王宮魔法師の弟子になろうが、有名になろうが、全く変化がない。ヴァンの心には、この国の第三王女であるナディア以外存在していない。
「よし、スエン、お前は人質たち助けにいってこい」
『わかりました。主様』
「で、スイはこの場を混乱させろ」
『わかった、ヴァン!』
「キノノは俺と一緒に実行犯をとらえたりとか、そういうのな」
『了解ですわぁ』
ヴァンは目の前の建物を見てそれぞれの召喚獣に命令を下す。
「ヴァン、私はついていっていい?」
「うん」
正直、ヴァンについていけるかといった不安はあるものの、この弟弟子を一人でいかせるのは……と思っているフロノスはヴァンについていくことになった。

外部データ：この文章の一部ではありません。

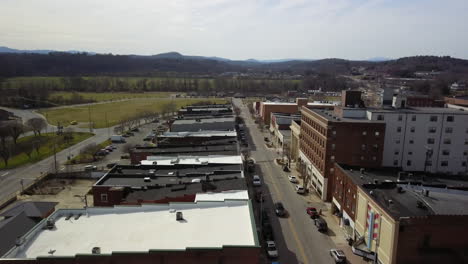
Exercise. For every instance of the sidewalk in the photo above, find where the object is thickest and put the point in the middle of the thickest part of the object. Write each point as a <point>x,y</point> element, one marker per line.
<point>335,232</point>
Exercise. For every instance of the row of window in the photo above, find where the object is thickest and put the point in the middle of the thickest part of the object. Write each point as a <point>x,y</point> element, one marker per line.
<point>413,118</point>
<point>443,163</point>
<point>431,141</point>
<point>431,130</point>
<point>445,152</point>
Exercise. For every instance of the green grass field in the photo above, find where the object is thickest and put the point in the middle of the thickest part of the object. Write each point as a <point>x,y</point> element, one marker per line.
<point>99,97</point>
<point>116,111</point>
<point>46,142</point>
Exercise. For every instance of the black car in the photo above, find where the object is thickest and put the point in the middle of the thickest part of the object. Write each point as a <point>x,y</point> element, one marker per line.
<point>279,209</point>
<point>111,165</point>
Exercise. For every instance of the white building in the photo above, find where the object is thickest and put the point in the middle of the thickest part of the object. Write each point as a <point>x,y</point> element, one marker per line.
<point>425,139</point>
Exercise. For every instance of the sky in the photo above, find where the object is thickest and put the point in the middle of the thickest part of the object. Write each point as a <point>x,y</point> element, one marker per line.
<point>240,29</point>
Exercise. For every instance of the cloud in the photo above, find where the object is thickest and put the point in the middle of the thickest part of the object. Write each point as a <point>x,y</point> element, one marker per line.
<point>240,29</point>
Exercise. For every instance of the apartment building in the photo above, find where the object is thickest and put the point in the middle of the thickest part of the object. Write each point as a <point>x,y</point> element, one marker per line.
<point>397,217</point>
<point>326,138</point>
<point>426,139</point>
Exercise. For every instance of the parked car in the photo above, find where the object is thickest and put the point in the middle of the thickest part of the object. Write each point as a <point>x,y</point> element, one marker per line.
<point>111,165</point>
<point>321,225</point>
<point>312,211</point>
<point>259,196</point>
<point>300,189</point>
<point>338,255</point>
<point>90,168</point>
<point>293,179</point>
<point>256,181</point>
<point>279,209</point>
<point>272,252</point>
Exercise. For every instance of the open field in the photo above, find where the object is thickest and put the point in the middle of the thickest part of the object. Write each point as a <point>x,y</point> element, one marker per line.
<point>115,111</point>
<point>99,97</point>
<point>46,149</point>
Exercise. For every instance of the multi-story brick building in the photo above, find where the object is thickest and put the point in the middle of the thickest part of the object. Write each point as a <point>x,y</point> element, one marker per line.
<point>326,138</point>
<point>396,217</point>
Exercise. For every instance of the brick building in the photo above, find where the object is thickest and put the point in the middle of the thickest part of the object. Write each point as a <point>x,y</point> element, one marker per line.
<point>328,137</point>
<point>400,217</point>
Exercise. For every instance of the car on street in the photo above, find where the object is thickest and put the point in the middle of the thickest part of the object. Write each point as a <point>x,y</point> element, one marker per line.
<point>279,209</point>
<point>272,252</point>
<point>321,225</point>
<point>312,211</point>
<point>338,255</point>
<point>299,189</point>
<point>256,181</point>
<point>111,165</point>
<point>293,179</point>
<point>90,168</point>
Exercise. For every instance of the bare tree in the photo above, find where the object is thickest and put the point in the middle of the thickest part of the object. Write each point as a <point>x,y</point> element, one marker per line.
<point>127,148</point>
<point>16,128</point>
<point>36,124</point>
<point>5,151</point>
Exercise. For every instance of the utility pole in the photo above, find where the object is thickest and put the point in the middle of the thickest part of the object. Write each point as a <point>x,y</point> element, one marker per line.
<point>89,119</point>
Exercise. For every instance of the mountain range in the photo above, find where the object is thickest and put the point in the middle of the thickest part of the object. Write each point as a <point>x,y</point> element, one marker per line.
<point>177,55</point>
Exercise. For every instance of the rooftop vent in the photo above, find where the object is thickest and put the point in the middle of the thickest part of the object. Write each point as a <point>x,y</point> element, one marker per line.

さて、その後、《アイスバッド》のスイが本来の姿へと戻る。巨大な青い蝙蝠は、その口から超音波を発した。それは、浴びたものを破壊するような効果のある力のある超音波。人の精神に影響することも出来るような力を持っているそれをスイは躊躇いもせずに行使した。
それにより、建物には大きな衝撃が加わる。
建物の中にいた者達はその巨大な蝙蝠の召喚獣を前に、慌てたような表情を浮かべていた。

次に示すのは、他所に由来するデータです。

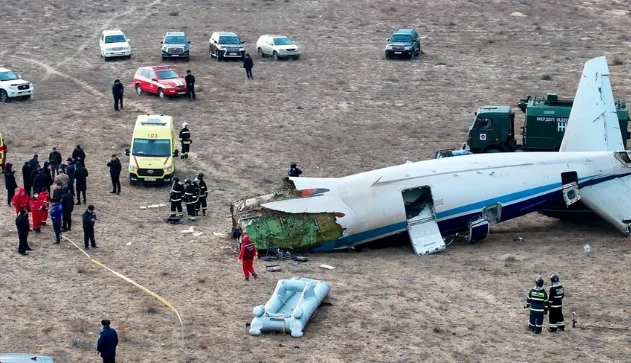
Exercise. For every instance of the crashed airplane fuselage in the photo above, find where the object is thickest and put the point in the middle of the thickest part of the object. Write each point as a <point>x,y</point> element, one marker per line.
<point>436,197</point>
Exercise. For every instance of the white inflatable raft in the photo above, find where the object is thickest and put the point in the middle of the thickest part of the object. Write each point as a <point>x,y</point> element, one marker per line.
<point>291,306</point>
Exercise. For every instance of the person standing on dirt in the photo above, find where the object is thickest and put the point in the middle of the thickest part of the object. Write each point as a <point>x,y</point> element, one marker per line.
<point>21,222</point>
<point>54,159</point>
<point>175,197</point>
<point>555,305</point>
<point>537,300</point>
<point>248,64</point>
<point>190,85</point>
<point>9,182</point>
<point>294,171</point>
<point>89,219</point>
<point>67,206</point>
<point>108,340</point>
<point>81,177</point>
<point>115,170</point>
<point>185,139</point>
<point>117,92</point>
<point>27,179</point>
<point>246,255</point>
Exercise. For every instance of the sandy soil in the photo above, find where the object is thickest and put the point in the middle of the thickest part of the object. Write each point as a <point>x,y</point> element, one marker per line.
<point>341,109</point>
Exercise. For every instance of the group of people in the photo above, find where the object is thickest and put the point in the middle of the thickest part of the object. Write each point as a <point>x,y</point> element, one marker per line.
<point>540,302</point>
<point>35,200</point>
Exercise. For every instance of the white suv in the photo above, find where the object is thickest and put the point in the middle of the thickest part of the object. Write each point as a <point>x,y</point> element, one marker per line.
<point>278,46</point>
<point>12,85</point>
<point>114,43</point>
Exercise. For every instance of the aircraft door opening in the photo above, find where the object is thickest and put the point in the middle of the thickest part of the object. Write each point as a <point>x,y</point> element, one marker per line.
<point>569,180</point>
<point>421,218</point>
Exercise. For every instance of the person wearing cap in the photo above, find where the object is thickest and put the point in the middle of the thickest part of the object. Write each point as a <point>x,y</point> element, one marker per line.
<point>246,256</point>
<point>190,85</point>
<point>106,345</point>
<point>54,160</point>
<point>117,93</point>
<point>115,170</point>
<point>185,139</point>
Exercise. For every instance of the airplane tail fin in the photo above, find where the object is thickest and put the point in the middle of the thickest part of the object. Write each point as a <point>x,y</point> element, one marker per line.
<point>593,123</point>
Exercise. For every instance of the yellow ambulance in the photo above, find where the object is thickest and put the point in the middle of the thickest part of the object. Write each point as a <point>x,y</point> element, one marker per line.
<point>152,154</point>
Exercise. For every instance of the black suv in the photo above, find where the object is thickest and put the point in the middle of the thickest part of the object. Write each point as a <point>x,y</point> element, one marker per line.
<point>403,42</point>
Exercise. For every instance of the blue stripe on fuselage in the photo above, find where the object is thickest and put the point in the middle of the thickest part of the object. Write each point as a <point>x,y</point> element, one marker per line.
<point>455,220</point>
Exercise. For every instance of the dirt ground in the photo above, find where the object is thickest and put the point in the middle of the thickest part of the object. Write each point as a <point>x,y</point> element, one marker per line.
<point>341,109</point>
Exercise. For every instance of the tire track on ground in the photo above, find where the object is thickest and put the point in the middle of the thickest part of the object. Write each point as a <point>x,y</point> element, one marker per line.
<point>53,71</point>
<point>106,25</point>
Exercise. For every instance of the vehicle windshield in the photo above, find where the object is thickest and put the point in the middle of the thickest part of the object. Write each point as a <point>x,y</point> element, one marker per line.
<point>401,38</point>
<point>8,76</point>
<point>169,74</point>
<point>283,41</point>
<point>152,147</point>
<point>229,40</point>
<point>115,39</point>
<point>175,40</point>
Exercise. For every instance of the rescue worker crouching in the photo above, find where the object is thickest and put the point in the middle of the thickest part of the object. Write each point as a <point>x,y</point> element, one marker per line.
<point>555,305</point>
<point>190,198</point>
<point>177,192</point>
<point>537,300</point>
<point>203,194</point>
<point>185,139</point>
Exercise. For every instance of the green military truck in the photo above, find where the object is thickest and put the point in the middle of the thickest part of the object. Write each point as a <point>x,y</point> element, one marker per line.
<point>493,128</point>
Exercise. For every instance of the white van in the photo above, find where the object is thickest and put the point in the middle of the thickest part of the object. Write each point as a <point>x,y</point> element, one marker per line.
<point>24,358</point>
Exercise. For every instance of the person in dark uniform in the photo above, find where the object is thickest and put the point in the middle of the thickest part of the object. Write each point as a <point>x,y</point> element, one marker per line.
<point>67,205</point>
<point>175,197</point>
<point>115,170</point>
<point>185,139</point>
<point>203,194</point>
<point>21,221</point>
<point>117,92</point>
<point>555,305</point>
<point>293,170</point>
<point>9,182</point>
<point>248,64</point>
<point>108,340</point>
<point>190,85</point>
<point>537,300</point>
<point>190,196</point>
<point>54,158</point>
<point>27,179</point>
<point>81,178</point>
<point>89,219</point>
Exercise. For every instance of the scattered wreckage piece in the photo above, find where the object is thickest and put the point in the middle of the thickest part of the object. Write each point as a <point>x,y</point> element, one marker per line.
<point>292,304</point>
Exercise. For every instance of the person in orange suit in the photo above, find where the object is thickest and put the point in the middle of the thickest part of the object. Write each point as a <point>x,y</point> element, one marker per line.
<point>21,200</point>
<point>37,208</point>
<point>45,199</point>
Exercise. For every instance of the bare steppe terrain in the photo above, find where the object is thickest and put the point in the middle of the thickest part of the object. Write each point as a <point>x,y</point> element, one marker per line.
<point>341,109</point>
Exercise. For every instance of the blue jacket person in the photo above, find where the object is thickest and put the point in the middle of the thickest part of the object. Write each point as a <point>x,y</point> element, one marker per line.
<point>108,340</point>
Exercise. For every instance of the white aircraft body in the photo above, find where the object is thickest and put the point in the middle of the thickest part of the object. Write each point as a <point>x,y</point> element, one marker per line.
<point>436,197</point>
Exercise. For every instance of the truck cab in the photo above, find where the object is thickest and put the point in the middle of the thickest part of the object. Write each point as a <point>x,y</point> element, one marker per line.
<point>152,154</point>
<point>492,130</point>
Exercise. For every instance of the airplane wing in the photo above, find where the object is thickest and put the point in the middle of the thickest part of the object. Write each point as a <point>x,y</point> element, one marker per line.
<point>593,124</point>
<point>611,200</point>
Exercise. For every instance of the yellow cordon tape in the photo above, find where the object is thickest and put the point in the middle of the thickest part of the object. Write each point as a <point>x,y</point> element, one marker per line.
<point>160,298</point>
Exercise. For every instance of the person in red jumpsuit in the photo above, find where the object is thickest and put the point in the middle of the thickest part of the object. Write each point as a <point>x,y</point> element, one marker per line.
<point>247,253</point>
<point>45,199</point>
<point>37,208</point>
<point>21,200</point>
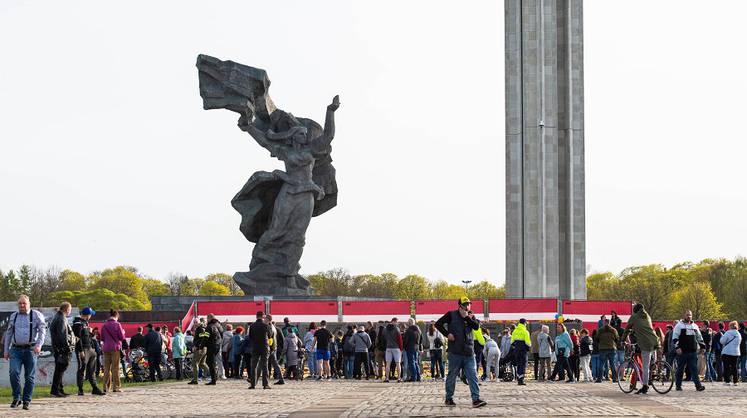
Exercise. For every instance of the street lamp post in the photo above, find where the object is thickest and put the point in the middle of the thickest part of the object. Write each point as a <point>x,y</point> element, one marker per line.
<point>466,285</point>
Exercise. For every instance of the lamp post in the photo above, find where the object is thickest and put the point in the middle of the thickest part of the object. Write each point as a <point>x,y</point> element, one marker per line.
<point>466,285</point>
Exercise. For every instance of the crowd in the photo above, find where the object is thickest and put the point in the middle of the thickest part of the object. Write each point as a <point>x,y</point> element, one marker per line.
<point>455,347</point>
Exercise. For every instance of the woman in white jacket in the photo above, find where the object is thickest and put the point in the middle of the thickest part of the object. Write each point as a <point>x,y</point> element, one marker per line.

そして混乱している中で、ヴァンたちは建物の中へと侵入したのであった。
緊張に表情を硬くしているフロノスとは違って、こんな状況でもヴァンはいつも通りである。全く顔色を変えないヴァンを見て、フロノスの心は落ち着いていく。
(ヴァンがこれだけ落ち着いていて余裕があるっていうことは何も問題はない。私はディグ様の一番弟子で、ヴァンの姉弟子なのだから大丈夫、出来る)
と自分に対しての励ましをしながらもフロノスはヴァンについていく。
侵入者に気づいて向かってくるものたちはいたものの、それもすぐにヴァンとキノノの手によって殺されるか捕獲されるかしていた。中には仲間が一瞬で殺されたのを見て、慌てて降伏してくるものだっていた。

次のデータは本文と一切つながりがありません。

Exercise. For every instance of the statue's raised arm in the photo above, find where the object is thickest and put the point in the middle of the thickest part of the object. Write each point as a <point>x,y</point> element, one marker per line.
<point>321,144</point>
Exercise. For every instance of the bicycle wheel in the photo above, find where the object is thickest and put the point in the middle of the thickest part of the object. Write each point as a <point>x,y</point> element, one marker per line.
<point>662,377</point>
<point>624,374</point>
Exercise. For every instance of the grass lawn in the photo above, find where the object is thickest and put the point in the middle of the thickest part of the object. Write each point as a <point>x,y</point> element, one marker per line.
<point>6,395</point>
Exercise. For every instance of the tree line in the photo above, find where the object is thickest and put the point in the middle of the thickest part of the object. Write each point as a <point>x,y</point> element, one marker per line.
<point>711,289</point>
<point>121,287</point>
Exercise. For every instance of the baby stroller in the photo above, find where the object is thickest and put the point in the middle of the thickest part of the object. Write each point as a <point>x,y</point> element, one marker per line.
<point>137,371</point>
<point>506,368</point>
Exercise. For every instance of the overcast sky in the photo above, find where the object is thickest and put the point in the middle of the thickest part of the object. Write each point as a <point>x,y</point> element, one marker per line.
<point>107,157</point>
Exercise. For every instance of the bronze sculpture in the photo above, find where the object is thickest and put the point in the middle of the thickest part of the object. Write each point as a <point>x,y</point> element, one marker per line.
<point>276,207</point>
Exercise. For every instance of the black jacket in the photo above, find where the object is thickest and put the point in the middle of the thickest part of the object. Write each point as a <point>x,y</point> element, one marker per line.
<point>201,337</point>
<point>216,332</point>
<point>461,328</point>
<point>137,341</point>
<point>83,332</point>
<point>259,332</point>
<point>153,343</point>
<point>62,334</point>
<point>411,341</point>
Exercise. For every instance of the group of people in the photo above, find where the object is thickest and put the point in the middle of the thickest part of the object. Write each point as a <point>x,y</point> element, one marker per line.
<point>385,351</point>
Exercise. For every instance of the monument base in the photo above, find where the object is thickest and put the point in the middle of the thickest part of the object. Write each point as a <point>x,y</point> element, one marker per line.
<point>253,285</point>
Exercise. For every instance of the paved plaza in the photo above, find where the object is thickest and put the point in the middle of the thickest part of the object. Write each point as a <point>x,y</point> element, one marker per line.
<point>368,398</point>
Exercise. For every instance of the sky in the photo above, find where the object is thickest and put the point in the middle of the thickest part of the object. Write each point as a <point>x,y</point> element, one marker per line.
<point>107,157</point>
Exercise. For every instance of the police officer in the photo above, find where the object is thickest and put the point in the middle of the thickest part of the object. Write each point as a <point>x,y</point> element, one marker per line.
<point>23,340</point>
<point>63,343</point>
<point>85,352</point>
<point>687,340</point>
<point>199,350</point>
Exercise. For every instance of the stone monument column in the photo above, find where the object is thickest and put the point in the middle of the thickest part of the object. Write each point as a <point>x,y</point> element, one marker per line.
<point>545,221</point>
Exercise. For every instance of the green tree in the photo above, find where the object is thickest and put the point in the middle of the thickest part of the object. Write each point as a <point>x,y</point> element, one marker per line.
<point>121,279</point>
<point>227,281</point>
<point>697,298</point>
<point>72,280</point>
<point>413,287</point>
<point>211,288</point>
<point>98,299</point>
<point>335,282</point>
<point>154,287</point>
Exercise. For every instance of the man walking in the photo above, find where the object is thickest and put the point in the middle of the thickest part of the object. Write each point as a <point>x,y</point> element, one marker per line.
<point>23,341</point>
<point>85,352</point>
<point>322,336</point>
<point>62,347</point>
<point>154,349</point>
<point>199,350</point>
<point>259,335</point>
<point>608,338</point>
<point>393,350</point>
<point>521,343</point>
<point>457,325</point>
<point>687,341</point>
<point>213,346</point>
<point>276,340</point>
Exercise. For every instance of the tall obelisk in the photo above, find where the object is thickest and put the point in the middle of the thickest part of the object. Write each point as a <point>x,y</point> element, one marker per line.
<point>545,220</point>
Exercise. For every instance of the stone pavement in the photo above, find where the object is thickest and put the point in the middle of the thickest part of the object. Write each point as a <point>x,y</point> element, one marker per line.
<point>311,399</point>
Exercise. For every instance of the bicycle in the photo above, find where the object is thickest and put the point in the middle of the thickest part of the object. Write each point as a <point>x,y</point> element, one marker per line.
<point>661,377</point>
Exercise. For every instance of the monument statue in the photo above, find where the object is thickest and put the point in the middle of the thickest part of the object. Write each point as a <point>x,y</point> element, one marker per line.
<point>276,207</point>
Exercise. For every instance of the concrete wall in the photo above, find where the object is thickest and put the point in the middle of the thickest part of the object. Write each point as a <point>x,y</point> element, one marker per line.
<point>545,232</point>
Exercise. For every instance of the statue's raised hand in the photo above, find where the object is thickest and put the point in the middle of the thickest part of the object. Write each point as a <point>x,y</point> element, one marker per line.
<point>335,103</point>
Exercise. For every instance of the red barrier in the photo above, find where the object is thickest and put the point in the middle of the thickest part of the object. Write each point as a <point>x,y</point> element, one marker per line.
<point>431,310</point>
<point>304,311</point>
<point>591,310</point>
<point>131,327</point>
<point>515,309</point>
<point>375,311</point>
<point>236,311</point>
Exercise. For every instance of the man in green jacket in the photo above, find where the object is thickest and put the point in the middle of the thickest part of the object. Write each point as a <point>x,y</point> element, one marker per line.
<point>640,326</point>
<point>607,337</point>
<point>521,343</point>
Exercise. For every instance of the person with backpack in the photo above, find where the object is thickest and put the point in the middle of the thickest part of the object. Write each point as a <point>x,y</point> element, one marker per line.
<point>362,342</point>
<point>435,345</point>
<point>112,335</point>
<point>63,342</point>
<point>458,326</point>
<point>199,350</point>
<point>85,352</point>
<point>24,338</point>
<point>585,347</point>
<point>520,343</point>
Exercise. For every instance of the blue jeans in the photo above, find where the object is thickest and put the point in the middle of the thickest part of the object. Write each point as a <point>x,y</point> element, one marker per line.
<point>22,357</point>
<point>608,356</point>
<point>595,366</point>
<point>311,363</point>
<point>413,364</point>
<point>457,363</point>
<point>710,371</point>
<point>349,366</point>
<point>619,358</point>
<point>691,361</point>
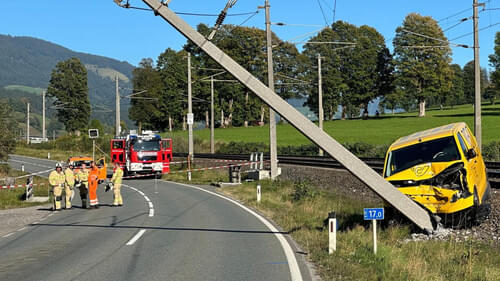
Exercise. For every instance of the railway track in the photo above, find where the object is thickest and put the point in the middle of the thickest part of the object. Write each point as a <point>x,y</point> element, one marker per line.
<point>376,164</point>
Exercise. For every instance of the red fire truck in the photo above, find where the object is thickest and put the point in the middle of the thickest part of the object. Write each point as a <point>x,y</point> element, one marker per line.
<point>146,153</point>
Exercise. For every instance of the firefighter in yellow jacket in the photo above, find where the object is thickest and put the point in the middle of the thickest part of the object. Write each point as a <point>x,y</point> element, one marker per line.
<point>82,176</point>
<point>117,184</point>
<point>69,184</point>
<point>56,181</point>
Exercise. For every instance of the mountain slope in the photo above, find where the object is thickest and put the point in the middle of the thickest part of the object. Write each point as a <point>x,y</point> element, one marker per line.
<point>28,61</point>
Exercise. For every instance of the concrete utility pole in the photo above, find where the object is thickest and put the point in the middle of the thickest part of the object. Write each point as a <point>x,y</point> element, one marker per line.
<point>212,133</point>
<point>44,133</point>
<point>358,168</point>
<point>190,110</point>
<point>477,78</point>
<point>28,123</point>
<point>272,116</point>
<point>320,99</point>
<point>117,108</point>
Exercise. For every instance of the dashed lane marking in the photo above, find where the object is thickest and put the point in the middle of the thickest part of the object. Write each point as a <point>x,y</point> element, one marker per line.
<point>150,204</point>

『ねぇ、フロノス。ミィなんで呼ばれたの? ヴァンだけでなんとかなりそうなのに』
「そうかもしれないけど……」
思わずフロノスの召喚獣であるミィレイアがなんで自分は呼ばれたのだろうと思うぐらいには、ヴァンとキノノはさっさと自分たちだけで対処をしていた。
フロノスも、私ついてこなくてよかったのかもしれないと思いながらも慌てて首を振る。
(ヴァンだけでいかせたらどうなるか分からないもの。しかも他国もかかわっているのに……)
他国もかかわっているような案件でヴァンだけ行かせてどうなるか分かったものではないと思っているフロノスであった。